President Joe Biden has signed off on giving federal wildland firefighters a hefty raise for the next two fiscal years, a move that affects more than 16,000 firefighters and comes as much of the West braces for a difficult wildfire season.
Pay raises for the federal firefighters had been included in last year’s $1 trillion infrastructure bill, but they had been held up as Biden administration officials studied recruitment and retention data to decide where to deliver them.
The White House said the move announced Tuesday is intended to set “federal agencies on a path to continue working with stakeholders towards an updated, competitive, and equitable pay structure, along with a support system that will address the many challenges that have plagued our wildland firefighter workforce for decades.”
The legislation stipulated that the $600 million in the infrastructure bill to increase pay for wildland firefighters should go to all those firefighters provided that they are “located within a specified geographic area in which it is difficult to recruit or retain a federal wildland firefighter.”
The Biden administration in the end decided on a raise for all the federal wildland firefighters over the next two years, according to a senior administration official who spoke on the condition of anonymity ahead of the formal announcement.

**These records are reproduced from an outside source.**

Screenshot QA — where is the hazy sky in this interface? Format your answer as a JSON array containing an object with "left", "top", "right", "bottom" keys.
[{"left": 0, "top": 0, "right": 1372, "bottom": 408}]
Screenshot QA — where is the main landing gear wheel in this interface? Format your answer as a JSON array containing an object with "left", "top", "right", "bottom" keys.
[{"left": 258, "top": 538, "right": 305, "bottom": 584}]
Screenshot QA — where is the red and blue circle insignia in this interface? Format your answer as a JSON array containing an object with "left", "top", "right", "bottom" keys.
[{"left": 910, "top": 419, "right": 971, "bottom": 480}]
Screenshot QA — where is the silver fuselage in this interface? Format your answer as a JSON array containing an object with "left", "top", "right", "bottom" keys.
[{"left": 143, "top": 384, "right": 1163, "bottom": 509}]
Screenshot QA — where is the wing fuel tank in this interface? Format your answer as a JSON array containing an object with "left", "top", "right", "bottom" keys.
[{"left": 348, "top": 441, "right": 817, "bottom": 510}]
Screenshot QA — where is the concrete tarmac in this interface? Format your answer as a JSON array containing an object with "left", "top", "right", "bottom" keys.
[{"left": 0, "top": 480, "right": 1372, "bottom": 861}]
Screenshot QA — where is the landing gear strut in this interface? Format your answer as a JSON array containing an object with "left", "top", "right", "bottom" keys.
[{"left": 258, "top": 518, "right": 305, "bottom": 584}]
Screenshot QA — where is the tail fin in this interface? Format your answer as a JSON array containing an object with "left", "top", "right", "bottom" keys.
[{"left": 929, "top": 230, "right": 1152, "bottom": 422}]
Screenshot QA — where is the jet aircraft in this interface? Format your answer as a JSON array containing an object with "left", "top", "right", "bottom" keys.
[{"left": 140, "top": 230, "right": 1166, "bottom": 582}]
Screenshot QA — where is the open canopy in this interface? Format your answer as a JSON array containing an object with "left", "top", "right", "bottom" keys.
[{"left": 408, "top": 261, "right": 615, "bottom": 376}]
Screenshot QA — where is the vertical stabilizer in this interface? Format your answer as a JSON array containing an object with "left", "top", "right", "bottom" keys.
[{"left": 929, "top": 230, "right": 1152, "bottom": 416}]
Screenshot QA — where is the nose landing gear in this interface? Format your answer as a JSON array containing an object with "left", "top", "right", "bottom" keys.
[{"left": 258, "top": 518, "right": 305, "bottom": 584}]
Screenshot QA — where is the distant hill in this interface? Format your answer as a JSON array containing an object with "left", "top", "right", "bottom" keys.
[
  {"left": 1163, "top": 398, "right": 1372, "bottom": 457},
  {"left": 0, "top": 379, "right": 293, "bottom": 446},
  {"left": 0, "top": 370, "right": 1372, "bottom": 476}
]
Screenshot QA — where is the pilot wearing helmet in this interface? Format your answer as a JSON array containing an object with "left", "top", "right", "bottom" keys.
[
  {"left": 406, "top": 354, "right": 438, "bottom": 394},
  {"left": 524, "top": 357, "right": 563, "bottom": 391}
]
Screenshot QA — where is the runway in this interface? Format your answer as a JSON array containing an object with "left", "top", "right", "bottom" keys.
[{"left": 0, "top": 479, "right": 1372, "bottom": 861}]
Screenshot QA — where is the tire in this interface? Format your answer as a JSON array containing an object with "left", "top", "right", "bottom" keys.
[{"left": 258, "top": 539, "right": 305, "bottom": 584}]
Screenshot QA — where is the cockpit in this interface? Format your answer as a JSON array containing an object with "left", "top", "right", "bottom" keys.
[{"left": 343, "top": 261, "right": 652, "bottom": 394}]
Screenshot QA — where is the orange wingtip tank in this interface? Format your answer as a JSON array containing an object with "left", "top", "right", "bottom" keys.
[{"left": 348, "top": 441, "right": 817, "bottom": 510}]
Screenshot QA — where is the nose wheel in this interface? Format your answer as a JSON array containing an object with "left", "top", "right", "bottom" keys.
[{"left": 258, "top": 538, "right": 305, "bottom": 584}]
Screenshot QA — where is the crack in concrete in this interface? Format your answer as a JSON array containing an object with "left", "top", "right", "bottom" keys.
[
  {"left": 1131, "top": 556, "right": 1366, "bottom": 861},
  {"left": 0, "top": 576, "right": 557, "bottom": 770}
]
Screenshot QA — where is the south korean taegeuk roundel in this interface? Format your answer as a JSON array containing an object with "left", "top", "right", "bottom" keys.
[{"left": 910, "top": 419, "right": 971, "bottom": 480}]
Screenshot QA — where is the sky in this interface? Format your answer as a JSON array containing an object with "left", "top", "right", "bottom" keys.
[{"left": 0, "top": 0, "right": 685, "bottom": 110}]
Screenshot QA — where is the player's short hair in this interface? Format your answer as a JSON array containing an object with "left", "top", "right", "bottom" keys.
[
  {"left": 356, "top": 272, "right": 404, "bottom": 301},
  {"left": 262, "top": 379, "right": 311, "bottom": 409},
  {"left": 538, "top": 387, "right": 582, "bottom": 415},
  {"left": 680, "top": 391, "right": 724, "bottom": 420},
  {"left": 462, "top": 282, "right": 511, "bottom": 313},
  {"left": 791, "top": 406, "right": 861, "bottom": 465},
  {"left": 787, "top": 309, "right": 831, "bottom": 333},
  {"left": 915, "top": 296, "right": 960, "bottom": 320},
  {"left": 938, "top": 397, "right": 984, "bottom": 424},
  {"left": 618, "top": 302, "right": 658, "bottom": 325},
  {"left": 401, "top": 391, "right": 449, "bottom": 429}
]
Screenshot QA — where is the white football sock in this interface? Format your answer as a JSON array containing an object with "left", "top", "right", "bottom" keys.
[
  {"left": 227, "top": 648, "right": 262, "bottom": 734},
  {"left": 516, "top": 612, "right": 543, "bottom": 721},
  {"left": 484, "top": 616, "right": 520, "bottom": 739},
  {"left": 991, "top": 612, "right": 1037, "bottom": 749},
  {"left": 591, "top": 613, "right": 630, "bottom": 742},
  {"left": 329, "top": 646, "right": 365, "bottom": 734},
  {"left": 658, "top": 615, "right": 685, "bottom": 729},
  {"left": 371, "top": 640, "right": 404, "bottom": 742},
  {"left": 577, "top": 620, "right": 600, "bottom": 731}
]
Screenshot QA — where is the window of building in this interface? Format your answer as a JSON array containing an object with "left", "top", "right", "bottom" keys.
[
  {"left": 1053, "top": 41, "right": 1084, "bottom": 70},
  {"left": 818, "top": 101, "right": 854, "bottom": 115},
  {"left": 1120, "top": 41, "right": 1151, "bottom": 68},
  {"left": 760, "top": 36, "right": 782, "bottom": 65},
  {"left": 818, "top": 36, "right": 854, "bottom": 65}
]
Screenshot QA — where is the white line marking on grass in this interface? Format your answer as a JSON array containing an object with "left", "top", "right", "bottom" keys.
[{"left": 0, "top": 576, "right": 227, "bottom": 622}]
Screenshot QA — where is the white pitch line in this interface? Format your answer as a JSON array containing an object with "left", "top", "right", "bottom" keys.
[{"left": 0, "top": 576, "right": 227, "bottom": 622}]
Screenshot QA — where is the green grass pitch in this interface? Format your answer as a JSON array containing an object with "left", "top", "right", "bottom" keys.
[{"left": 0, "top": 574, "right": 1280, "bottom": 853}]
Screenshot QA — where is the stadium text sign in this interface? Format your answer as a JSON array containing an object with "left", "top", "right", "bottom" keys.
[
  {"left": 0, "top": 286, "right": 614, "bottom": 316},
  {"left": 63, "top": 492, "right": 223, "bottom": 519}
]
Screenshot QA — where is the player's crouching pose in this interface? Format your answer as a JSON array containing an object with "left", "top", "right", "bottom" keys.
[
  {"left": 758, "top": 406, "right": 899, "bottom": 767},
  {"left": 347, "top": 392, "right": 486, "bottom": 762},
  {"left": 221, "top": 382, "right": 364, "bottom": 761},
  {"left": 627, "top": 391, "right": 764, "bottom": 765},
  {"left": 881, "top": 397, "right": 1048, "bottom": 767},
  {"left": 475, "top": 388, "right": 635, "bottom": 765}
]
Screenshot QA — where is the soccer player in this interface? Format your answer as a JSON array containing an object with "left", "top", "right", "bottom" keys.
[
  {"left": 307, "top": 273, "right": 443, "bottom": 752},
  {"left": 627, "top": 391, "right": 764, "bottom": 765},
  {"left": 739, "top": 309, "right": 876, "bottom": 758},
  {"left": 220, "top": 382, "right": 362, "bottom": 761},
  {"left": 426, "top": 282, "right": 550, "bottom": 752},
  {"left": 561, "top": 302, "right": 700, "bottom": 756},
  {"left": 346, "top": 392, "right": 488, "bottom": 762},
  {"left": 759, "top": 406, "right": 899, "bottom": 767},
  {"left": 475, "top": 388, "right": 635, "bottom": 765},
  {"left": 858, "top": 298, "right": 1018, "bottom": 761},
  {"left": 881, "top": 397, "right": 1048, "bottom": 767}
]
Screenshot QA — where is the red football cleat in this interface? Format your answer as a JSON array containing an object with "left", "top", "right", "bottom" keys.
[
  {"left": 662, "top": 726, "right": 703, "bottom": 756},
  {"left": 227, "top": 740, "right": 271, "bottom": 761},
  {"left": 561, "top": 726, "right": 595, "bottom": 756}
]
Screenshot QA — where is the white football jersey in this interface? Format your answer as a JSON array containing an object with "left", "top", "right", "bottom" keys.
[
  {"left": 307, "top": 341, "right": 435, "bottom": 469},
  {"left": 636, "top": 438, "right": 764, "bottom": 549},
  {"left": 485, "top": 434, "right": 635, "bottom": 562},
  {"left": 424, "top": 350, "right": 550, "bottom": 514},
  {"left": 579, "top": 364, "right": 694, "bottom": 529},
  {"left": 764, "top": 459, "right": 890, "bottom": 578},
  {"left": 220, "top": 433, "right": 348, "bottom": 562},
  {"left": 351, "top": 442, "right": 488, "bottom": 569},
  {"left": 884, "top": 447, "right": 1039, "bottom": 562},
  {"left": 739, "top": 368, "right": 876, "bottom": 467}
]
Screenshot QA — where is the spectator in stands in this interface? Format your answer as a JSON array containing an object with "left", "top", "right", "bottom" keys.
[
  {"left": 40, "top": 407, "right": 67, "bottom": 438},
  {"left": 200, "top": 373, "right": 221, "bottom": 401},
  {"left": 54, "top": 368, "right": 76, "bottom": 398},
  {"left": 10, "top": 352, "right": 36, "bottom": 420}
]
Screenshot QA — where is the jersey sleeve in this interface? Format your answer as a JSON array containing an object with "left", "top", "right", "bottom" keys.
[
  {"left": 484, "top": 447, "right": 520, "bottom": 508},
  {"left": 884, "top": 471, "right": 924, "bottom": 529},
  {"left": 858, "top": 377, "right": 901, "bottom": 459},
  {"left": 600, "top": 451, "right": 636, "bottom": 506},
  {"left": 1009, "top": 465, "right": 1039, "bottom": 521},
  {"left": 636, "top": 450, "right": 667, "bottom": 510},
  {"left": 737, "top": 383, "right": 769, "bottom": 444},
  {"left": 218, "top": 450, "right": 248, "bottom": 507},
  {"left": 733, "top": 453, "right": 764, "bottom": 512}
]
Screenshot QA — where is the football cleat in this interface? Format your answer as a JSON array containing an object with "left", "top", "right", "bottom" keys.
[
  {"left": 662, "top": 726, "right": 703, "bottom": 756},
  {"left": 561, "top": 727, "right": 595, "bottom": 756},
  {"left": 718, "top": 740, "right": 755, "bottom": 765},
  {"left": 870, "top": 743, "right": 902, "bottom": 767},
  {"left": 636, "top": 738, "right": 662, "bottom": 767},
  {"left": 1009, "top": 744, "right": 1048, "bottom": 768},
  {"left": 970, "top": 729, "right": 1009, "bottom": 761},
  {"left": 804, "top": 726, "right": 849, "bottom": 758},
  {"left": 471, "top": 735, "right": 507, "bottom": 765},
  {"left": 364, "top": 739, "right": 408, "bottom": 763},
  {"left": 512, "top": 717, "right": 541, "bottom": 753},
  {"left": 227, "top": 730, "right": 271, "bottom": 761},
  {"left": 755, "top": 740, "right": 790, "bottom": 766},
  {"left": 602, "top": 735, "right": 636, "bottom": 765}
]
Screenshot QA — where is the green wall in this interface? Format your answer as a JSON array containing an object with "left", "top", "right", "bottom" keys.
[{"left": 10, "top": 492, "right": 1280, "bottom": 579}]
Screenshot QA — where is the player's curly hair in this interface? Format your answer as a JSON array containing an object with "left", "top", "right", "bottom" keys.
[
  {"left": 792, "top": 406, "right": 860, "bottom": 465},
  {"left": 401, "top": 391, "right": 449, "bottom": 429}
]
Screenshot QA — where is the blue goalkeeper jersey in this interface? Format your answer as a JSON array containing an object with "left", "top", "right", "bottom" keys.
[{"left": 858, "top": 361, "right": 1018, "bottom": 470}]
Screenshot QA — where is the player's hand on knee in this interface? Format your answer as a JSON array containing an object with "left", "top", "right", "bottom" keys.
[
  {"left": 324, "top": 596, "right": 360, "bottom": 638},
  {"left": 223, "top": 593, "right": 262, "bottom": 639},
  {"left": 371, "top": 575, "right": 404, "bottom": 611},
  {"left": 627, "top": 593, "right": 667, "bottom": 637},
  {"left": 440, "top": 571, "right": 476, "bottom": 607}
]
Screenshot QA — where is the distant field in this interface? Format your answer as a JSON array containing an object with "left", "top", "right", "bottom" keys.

The official said the infrastructure bill offered enough money to provide across-the-board raises but the administration was looking to work with Congress to provide a long-term fix on the firefighters’ pay.
“I will do everything in my power, including working with Congress to secure long-term funding, to make sure these heroes keep earning the paychecks — and dignity — they deserve,” Biden said in a statement.
The infrastructure law also authorized agencies to increase the base salary of federal wildland firefighters by $20,000 per year or 50% of their current base salary, whichever is lower, through 2023. The firefighters will receive back pay for the raises, dating to October 2021.
The National Federation of Federal Employees union had been urging the Biden administration to interpret the statute as broadly as possible, as firefighters across the country were struggling to make ends meet.
Forest Service Chief Randy Moore told a Senate subcommittee last month that his agency’s staffing levels are at 90% overall but as low as 50% percent in some areas, including Oregon, Washington state and California.
The issue of recruitment, retention and low pay for wildland firefighters had been on Biden’s radar since early in his administration.
Last June, before the infrastructure bill was passed, the Democratic president signed an executive order temporarily raising pay for federal firefighters to ensure that no one was making less than $15 per hour.
Biden said he had been dismayed after learning that the starting pay for federal firefighters was significantly lower than that at many local and state fire agencies. Pay for new federal firefighters had typically started at $11 per hour to $14 per hour, and they were overtime-eligible.